Author: Christophe Dessimoz •
The recent publication of our paper “Current methods for automated filtering of multiple sequence alignments frequently worsen single-gene phylogenetic inference” in Systematic Biology is the conclusion of 5 years of work, most of which was spent in peer-review. I will write a separate post on the issue of pre- vs. post-publication in a later post (update: available here). For now, I summarise our main results, try to provide an intuition for them, and give the story behind the paper.

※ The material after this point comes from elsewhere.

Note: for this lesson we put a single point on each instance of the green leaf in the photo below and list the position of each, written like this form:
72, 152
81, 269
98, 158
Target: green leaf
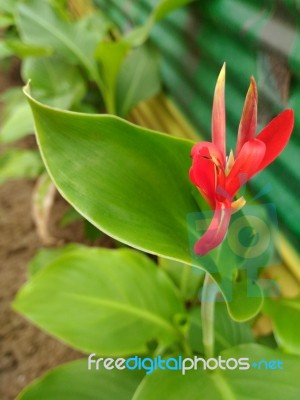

Does automatic alignment filtering lead to better trees?
One major use of multiple sequence alignments is for tree inference. Because aligners make mistakes, many practitioners like to mask the uncertain parts of the alignment. This is done by hand or using automated tools such as Gblocks, TrimAl, or Guidance.
The aim of our study was to compare different automated filtering methods and assess under which conditions filtering might be beneficial. We compared ten different approaches on several datasets covering hundreds of genomes across different domains of life—(including nearly all of the Ensembl database) as well as simulated data. We used several criteria to assess the impact of filtering on tree inference (comparing the congruence of resulting trees with undisputed species trees and counting the number of gene duplications implied). We sliced the data in many different ways (sequence length, divergence, “gappyness”).
The more we filter alignments, the worse trees become.
In all datasets, tests, and conditions we tried, we could hardly find any situation in which filtering methods lead to better trees; in many instances, the trees got worse:
Overall, the more alignments get filtered (x-axis in figure), the worse the trees become! This holds across different datasets and filtering methods. Furthermore, under default parameters, most methods filter far too many columns.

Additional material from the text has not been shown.